King Blues, The - Punk & Poetry
von: Peter Brands
Man sagt, wenn man wirklich politische Musik oder Kunst macht, muss man auch bereit sein Dinge anzusprechen, die viele nicht hören wollen.
THE KING BLUES aus London sind bereit diesen Schritt zu gehen, sind dabei aber nicht so einfältig schroffe Aussagen in schroffe Musik zu verpacken. Auf ihrem dritten Album „Punk & Poetry“ verbindet die Band um Sänger und Hauptkreativling Jonny „Itch“ Fox gekonnt politische und gesellschaftlichen Diskurs in hochenergetischen Pop. Das Punk aus dem Titel bezieht sich daher mehr auf die Attitüde der Band und spielte bereits auf dem Vorgänger Album „Save the world – get the girl“ eine Nebenrolle. Stattdessen holt sich der anarchische Haufen alles an musikalischen Einflüssen ins Boot, was in den letzten 50 Jahren durch die Charts geisterte und reiht dadurch recht entspannt TexMex an Pop Punk an Singer/Songwriter an Ska. In Konsequenz kann man KING BLUES attestieren, dass sie dort weiter machen, wo THE CLASH aufhörten. Man zitiert beispielsweise den moderenen HipHop und Reggae und nutzt den Deckmantel um offen über Sexismus und Geschlechterrollen zu unken, welche in den besagten Stilrichtungen wiederum meist eine erschreckende Einseitigkeit besitzen.
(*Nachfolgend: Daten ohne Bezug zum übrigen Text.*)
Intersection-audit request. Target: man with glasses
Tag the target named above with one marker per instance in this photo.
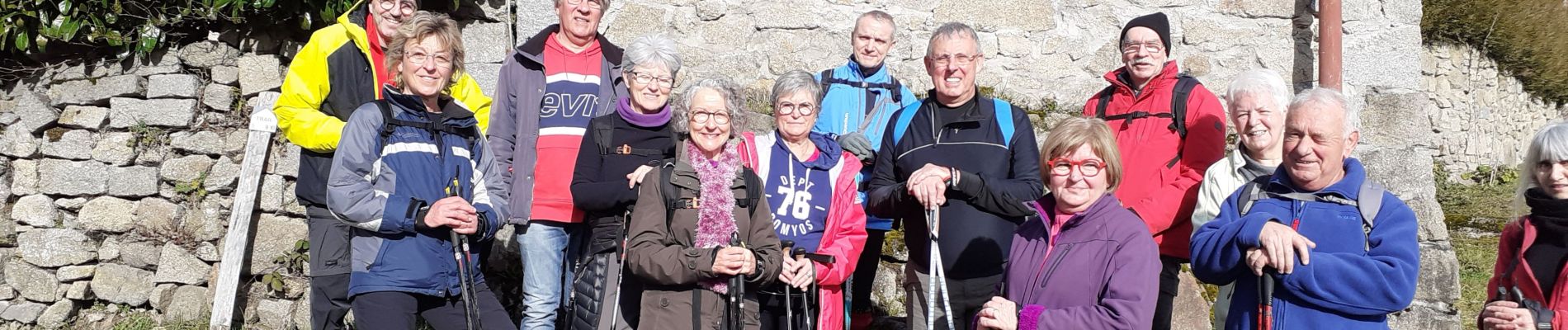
(858, 101)
(549, 88)
(1169, 130)
(971, 158)
(341, 68)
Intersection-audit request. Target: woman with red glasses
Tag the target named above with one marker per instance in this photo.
(1084, 262)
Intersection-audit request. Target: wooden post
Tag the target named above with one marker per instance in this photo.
(237, 243)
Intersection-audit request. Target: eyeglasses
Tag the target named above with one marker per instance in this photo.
(1134, 47)
(801, 108)
(1089, 167)
(719, 118)
(592, 3)
(421, 59)
(645, 78)
(407, 7)
(960, 59)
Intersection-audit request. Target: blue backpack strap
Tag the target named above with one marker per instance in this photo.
(902, 120)
(1004, 120)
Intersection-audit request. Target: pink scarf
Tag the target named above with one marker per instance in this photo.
(716, 202)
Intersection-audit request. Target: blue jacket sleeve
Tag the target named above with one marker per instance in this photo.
(1219, 248)
(350, 193)
(1383, 277)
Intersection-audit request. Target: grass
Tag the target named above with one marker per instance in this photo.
(1521, 35)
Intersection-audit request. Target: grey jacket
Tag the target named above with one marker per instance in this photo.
(515, 120)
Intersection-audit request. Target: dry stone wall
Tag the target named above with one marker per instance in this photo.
(116, 179)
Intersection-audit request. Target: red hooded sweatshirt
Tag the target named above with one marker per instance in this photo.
(1162, 196)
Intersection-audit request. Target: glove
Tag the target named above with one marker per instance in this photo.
(857, 143)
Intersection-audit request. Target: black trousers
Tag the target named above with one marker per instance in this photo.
(866, 272)
(329, 257)
(1170, 284)
(394, 310)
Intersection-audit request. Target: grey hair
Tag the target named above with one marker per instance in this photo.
(794, 82)
(878, 16)
(604, 5)
(1330, 97)
(949, 31)
(726, 90)
(653, 50)
(1259, 82)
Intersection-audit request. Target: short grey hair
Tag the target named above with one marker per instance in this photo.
(653, 50)
(726, 90)
(878, 16)
(1550, 144)
(1259, 82)
(1330, 97)
(796, 82)
(949, 31)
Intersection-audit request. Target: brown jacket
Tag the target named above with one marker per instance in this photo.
(672, 268)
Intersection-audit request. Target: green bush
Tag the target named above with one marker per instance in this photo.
(1521, 35)
(141, 26)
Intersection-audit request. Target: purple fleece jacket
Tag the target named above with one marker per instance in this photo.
(1103, 272)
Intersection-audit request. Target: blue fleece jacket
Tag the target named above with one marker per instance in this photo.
(846, 108)
(1348, 285)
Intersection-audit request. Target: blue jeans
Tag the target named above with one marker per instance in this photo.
(548, 251)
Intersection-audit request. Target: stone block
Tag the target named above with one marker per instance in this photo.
(54, 248)
(259, 74)
(115, 149)
(179, 266)
(123, 284)
(132, 182)
(36, 211)
(96, 92)
(73, 144)
(107, 214)
(71, 177)
(207, 143)
(176, 87)
(176, 113)
(80, 116)
(33, 284)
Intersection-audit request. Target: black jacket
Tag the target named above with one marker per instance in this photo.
(987, 205)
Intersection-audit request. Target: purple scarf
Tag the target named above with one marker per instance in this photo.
(640, 120)
(716, 202)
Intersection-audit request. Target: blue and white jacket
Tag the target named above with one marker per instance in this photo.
(378, 186)
(846, 108)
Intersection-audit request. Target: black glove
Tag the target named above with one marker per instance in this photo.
(857, 143)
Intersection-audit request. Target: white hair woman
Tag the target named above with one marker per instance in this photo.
(413, 174)
(616, 152)
(1524, 288)
(701, 235)
(810, 180)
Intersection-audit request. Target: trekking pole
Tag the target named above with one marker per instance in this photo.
(1266, 302)
(789, 299)
(938, 276)
(460, 252)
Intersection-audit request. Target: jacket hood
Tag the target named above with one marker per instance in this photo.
(533, 47)
(1160, 82)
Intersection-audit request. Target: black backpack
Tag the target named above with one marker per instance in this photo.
(893, 85)
(1178, 115)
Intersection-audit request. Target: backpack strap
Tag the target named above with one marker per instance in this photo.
(1004, 120)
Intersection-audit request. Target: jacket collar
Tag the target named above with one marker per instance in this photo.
(1348, 186)
(1160, 82)
(533, 49)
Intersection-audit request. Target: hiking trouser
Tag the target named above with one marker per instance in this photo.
(394, 310)
(329, 258)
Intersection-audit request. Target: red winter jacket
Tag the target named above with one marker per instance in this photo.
(1162, 196)
(1517, 238)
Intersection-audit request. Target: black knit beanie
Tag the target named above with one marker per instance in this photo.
(1156, 22)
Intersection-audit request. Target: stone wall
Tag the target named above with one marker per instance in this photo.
(99, 199)
(1482, 116)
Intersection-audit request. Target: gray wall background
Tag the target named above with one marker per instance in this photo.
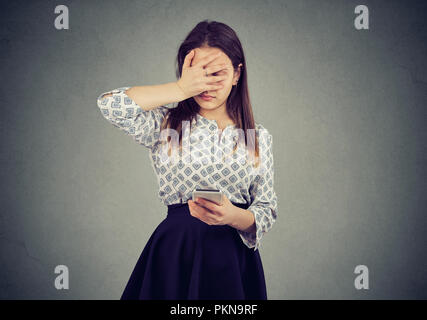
(347, 110)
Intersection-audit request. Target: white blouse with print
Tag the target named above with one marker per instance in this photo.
(238, 180)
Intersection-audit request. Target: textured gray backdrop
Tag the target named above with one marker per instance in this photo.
(347, 110)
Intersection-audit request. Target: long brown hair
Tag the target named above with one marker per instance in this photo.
(218, 35)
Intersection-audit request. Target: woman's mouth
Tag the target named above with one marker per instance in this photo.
(206, 97)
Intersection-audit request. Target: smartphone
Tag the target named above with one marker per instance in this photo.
(213, 195)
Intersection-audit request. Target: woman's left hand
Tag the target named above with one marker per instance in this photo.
(211, 213)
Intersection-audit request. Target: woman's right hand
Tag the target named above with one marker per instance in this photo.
(193, 79)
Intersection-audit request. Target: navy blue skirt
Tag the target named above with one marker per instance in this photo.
(187, 259)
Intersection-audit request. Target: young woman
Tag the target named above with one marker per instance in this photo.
(202, 250)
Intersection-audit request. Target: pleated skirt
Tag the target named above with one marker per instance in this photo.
(187, 259)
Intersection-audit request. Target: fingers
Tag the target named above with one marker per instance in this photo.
(215, 79)
(213, 87)
(210, 57)
(187, 59)
(207, 204)
(216, 68)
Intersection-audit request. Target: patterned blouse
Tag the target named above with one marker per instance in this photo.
(237, 179)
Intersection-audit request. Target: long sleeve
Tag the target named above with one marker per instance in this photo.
(263, 196)
(120, 110)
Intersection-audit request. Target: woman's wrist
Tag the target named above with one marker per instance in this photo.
(243, 220)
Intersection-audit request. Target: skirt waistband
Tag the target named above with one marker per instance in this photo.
(183, 207)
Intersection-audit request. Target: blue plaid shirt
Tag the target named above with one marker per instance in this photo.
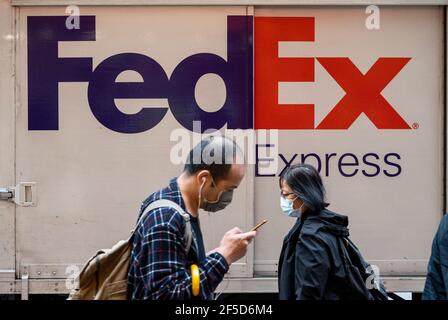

„Punk & Poetry“ ist durchgängig wechselhaft und bietet auf durchgehend hohem Niveau eingängige Songs jenseits des alltäglichen, manche können darin eine gewisse Unbeständigkeit ausmachen. Doch eigentlich ist es gerade diese Abwechslung, die klingt als ob der MP3 Player auf Shuffle gestellt ist, welche dieses Album als Topkandidaten für die Dauerrotation empfehlen.